Contrast with this alternative, where we have to carefully think about the position of each axis:

```
batch, seq_length, _ = Q.shape
Q = Q.view(batch, seq_length, 1, n_heads, -1)
K = K.view(batch, 1, seq_length, n_heads, -1)
A = (Q @ K.transpose(-2, -1)).moveaxis(-1, 1)
```

`einsum`

isn’t just easier to read and write, it’s also easier to refactor. Imagine we suddenly have to deal with multiple batch dimensions. In the `einsum`

version, we just replace the `b`

with `...`

and everything works, whereas the second version becomes even messier. Or imagine the format of our tensors changes so that the `h`

and `d`

axes are now swapped.

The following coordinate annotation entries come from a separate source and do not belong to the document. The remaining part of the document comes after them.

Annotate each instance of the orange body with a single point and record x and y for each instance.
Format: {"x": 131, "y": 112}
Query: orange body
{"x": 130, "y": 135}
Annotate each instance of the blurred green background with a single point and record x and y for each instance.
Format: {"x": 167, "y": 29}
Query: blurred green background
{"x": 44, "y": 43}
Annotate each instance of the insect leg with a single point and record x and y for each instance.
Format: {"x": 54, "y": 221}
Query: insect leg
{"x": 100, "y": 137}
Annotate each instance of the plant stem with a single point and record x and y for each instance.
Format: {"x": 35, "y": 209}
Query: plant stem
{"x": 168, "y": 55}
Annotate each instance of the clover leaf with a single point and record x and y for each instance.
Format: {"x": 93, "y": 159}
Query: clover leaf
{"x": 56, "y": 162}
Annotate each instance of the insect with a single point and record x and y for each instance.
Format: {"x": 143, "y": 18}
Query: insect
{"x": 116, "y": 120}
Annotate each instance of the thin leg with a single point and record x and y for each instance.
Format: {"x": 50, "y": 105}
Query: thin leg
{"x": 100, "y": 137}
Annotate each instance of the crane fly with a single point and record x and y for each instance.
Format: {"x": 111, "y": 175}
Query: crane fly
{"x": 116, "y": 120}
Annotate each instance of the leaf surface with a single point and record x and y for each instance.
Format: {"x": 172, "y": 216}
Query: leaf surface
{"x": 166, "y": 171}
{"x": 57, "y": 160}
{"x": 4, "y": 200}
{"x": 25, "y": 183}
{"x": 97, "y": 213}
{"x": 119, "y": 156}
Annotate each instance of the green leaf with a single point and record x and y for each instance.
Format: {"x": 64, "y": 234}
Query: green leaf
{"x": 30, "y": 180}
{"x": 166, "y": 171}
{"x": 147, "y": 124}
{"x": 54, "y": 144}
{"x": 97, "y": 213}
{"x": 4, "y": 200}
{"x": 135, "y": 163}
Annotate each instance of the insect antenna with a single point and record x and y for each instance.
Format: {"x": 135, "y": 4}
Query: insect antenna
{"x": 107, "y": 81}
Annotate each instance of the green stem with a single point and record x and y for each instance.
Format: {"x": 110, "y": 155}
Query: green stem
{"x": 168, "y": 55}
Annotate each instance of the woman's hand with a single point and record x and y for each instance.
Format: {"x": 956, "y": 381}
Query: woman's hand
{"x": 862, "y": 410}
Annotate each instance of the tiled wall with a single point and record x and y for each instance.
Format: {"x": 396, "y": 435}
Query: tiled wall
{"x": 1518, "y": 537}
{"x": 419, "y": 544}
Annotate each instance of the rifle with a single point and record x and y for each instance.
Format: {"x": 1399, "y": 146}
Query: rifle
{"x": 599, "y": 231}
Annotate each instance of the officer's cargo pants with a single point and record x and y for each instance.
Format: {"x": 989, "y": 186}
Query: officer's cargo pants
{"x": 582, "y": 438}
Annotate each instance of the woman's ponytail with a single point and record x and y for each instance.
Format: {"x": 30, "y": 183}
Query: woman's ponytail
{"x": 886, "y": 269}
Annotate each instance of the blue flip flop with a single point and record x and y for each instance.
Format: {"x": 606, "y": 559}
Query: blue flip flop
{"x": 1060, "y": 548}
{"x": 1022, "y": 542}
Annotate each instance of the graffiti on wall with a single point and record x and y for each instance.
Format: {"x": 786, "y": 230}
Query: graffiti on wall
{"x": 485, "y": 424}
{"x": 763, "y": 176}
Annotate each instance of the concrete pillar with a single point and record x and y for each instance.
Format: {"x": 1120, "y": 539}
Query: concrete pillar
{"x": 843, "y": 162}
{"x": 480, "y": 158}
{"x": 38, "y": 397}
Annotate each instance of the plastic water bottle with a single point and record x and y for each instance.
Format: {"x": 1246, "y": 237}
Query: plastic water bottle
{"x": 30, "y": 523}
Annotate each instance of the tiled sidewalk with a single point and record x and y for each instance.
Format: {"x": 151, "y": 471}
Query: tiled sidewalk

In the `einsum`

version, we just swap all occurrences of `h`

and `d`

. The other version requires us to carefully check all the magic numbers to see which ones need to be changed.

`einsum`

could be even better

I’d love to see an `einsum`

wrapper that combines the capabilities of `einsum`

and `rearrange`

. For example, we could write the attention mechanism above as a simple one-liner:

```
A = einsum("b q (h d), b k (h d) -> b h q k", Q, K, h=n_heads)
```

If anyone ends up implementing this, please let me know!